Monday, November 13, 2017

3 Tips for Writing Creepy Sounds + A Haunting Playlist

Writing Gothic fiction has so much to do with setting the atmosphere. While using all of the senses are important to creating this, sounds are a powerful emotional vehicle.  Not only do they evoke emotion they also can symbolize a character's internal environment.

I'm always challenging myself to find different ways to describe sounds that will bring that sense of foreboding or create a dark atmosphere. While there are certain words that incite an immediate eerie sense, sometimes it can feel clique, overused and readers may be desensitized to them. And meh, is never the reaction I want when writing dreadful things. Now, I'm by no means suggesting to never use these, but if every door creaks and there is a crash after every lightning flash, it might be time to switch it up a bit.

So, here are 3 tips for writing creepy sounds.

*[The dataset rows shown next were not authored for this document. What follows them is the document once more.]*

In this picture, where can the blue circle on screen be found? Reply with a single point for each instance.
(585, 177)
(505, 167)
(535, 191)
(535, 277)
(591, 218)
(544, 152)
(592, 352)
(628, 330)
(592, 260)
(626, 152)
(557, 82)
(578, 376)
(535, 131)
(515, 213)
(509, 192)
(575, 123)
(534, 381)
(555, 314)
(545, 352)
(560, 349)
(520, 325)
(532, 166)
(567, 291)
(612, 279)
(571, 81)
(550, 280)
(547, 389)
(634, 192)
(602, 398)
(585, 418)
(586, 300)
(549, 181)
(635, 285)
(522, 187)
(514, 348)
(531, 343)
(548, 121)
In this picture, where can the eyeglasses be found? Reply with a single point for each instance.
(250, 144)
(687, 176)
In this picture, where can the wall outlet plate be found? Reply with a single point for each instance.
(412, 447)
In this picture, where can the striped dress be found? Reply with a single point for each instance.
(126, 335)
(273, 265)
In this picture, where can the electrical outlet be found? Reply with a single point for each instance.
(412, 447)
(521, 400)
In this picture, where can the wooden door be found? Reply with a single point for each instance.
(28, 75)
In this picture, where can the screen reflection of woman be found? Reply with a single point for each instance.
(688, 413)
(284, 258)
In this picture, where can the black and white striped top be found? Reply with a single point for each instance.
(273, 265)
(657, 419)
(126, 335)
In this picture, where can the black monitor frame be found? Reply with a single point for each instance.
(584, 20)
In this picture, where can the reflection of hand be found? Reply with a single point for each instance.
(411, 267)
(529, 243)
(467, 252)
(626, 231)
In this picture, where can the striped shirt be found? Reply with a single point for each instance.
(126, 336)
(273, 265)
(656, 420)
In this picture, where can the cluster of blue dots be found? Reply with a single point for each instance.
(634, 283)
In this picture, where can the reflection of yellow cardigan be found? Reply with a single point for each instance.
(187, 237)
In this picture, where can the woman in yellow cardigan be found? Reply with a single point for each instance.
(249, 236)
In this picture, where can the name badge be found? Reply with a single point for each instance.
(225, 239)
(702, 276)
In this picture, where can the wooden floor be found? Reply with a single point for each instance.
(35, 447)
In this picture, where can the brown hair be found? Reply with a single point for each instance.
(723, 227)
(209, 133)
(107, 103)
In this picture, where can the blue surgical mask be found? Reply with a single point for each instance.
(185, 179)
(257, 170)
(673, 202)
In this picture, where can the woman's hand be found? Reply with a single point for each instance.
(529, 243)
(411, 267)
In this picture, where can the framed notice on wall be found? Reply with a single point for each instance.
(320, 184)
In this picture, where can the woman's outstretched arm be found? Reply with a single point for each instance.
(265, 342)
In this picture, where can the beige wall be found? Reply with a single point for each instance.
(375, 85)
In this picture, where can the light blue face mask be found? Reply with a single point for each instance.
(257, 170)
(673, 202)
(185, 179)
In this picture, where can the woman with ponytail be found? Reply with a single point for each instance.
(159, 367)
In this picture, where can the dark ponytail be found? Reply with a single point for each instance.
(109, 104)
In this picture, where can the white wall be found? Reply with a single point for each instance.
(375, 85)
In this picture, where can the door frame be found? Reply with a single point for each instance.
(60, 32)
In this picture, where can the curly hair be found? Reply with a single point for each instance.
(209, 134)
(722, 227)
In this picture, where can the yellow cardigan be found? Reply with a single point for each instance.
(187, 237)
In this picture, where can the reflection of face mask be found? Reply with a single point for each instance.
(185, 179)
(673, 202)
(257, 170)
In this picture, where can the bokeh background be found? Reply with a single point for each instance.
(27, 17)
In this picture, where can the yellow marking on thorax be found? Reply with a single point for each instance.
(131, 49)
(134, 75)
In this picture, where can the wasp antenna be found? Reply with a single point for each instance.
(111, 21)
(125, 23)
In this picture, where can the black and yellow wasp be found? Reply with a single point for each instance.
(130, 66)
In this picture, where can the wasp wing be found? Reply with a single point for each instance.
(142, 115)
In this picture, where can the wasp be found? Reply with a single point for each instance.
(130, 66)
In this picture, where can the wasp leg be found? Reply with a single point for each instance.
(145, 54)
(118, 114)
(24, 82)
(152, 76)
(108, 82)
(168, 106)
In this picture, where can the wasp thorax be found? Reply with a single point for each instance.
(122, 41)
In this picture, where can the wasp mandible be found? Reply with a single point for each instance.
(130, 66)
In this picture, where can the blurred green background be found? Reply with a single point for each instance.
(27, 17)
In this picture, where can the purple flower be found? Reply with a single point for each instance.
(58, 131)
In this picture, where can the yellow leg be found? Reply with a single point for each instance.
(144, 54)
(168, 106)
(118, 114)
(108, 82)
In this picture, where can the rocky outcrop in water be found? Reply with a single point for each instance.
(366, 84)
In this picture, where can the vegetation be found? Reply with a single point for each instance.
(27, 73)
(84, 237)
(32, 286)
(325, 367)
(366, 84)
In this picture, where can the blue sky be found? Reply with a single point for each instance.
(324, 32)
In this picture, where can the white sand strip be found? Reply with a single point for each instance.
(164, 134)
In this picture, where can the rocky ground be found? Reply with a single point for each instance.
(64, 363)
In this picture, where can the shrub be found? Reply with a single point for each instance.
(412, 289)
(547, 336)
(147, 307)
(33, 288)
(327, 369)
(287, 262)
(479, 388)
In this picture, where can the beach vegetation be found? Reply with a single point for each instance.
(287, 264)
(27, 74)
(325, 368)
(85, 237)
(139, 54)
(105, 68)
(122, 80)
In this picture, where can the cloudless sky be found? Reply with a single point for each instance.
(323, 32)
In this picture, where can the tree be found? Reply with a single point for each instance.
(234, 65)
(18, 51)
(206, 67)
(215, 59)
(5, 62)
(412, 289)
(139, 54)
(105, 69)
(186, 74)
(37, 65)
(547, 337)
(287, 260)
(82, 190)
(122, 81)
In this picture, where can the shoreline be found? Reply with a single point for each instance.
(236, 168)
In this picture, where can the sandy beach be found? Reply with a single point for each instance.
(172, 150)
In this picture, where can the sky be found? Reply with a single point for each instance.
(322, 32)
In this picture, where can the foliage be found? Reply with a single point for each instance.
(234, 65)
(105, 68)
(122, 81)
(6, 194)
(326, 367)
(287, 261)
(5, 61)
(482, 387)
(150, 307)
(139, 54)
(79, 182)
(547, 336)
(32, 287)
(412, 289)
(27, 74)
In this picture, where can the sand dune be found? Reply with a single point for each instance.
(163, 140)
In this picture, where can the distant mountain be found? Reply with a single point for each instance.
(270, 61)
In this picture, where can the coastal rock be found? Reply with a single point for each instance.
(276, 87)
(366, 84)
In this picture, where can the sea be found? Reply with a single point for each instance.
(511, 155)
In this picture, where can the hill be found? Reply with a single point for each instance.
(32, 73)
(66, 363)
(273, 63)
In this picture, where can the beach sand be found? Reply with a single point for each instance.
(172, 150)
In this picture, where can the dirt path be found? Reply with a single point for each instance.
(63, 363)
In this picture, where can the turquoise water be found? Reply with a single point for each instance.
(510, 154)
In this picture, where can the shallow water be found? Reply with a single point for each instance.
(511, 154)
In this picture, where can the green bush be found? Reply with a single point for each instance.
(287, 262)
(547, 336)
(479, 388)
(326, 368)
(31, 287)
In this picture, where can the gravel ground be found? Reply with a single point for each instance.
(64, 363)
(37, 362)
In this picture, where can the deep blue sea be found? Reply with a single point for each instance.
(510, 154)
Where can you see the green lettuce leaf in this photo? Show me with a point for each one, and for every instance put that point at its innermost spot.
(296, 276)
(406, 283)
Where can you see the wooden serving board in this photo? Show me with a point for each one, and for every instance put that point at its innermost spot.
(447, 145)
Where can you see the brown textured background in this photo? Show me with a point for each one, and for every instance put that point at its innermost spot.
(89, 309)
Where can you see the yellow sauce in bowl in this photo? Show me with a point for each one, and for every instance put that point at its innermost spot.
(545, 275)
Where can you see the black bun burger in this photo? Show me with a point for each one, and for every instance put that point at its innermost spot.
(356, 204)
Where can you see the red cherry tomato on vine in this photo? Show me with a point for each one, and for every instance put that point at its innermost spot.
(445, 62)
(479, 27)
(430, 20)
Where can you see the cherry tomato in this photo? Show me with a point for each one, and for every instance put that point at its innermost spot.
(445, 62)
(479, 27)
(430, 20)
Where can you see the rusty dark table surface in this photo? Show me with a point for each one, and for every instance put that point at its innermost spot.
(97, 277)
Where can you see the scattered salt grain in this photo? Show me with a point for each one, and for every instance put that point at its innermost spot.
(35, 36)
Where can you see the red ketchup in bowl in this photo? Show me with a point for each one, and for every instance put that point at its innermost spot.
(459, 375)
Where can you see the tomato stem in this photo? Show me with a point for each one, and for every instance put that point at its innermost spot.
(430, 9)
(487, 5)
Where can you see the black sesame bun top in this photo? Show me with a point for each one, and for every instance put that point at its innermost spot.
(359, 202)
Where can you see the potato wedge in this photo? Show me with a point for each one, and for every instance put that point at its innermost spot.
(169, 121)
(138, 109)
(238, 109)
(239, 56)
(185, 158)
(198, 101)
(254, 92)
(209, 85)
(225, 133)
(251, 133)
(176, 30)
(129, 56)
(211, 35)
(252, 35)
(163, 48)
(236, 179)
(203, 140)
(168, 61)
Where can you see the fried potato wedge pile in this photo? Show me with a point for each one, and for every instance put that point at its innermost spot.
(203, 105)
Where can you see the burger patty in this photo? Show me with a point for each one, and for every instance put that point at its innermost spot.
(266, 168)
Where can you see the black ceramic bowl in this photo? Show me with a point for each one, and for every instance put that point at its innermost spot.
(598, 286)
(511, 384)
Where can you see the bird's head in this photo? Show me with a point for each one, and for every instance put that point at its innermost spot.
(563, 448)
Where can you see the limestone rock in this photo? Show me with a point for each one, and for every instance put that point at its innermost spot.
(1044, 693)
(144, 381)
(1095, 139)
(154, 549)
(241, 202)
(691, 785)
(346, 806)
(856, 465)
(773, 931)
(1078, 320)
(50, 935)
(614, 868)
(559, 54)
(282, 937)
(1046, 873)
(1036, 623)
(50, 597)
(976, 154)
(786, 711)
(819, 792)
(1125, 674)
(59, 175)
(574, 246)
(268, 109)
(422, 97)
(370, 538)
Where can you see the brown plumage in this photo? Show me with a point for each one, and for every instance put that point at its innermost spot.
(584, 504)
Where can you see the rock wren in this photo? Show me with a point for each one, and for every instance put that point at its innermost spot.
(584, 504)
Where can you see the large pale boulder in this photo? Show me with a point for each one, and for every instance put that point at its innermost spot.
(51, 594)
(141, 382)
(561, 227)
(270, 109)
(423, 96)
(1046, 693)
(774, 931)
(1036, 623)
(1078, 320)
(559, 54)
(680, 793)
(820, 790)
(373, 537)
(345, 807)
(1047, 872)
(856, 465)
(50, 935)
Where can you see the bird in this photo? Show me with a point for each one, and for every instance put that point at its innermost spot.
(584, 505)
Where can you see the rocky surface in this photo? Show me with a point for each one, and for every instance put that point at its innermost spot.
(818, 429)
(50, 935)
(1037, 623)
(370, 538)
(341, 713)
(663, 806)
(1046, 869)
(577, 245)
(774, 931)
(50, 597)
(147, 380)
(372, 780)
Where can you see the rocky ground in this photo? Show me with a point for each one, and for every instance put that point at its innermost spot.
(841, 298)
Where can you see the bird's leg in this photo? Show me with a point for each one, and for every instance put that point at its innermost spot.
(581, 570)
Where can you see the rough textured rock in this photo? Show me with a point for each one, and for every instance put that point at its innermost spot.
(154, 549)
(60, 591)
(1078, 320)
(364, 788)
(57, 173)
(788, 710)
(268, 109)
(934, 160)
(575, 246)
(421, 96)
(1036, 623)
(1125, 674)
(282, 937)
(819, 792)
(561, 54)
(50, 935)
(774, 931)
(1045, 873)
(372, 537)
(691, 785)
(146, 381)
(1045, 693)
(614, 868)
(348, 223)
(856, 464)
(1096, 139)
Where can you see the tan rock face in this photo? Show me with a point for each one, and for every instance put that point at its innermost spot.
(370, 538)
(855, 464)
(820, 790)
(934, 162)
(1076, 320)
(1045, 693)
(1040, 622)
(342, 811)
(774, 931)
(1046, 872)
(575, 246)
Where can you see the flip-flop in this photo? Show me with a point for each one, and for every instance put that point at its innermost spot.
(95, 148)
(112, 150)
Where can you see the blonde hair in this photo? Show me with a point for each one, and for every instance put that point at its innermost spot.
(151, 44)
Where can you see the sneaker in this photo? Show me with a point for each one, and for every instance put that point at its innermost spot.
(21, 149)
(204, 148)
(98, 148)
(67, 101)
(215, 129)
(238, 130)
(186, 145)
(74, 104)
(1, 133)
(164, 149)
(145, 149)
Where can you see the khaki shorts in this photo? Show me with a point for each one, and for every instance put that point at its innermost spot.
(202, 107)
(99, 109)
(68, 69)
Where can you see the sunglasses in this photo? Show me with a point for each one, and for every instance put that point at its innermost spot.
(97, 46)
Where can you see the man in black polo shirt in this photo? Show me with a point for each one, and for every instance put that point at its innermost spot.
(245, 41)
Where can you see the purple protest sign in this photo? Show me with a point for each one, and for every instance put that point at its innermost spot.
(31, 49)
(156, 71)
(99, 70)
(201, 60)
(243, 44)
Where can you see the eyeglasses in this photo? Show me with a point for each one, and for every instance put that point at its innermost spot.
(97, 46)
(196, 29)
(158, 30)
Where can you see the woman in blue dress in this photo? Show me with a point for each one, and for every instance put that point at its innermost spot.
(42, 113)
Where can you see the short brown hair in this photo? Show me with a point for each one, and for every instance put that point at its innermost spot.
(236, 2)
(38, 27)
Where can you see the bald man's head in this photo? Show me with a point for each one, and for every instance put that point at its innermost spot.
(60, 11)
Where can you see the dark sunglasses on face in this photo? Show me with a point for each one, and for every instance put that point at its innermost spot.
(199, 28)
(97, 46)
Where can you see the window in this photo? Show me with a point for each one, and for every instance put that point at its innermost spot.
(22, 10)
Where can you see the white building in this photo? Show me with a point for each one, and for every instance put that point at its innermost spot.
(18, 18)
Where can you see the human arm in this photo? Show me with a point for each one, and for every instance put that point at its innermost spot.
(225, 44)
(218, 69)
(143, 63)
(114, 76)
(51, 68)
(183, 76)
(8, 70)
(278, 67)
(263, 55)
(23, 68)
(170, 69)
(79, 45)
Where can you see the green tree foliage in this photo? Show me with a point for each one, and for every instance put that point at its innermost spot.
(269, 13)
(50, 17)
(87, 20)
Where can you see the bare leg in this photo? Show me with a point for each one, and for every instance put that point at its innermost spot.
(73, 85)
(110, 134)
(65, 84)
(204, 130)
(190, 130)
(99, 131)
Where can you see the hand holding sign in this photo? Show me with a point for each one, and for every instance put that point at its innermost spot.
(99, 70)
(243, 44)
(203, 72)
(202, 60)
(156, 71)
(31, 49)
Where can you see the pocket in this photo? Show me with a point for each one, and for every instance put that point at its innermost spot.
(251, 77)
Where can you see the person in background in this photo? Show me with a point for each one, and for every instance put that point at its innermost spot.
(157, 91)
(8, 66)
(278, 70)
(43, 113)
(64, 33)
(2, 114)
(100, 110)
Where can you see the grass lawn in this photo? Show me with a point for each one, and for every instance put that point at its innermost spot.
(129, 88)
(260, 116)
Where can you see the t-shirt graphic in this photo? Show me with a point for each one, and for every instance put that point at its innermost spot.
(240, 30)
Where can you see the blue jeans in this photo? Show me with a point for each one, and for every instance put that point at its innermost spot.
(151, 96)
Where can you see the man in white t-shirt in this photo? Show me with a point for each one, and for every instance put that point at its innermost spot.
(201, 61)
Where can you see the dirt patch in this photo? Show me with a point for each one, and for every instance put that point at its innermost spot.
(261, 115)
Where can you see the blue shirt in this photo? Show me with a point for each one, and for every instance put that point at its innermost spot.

1. Add a sound description that one doesn't normally associate with the thing making the sound. For example, the birds barked from the treeline to warn us of what lay beyond. Or, the fire cackled mocking my attempts to concoct the perfect brew. You get the gist. Providing a sound that isn't expected naturally puts one at unease, consciously or unconsciously.

2. Use onomatopeia, by writing the sound itself. An example would be writing tick, tock as the sound of a clock. It places the reader deep within a character's experience. It is also a nice way to zoom in tight on a sound, silencing everything else. This a cinematic approach but can be just as powerful in the written form.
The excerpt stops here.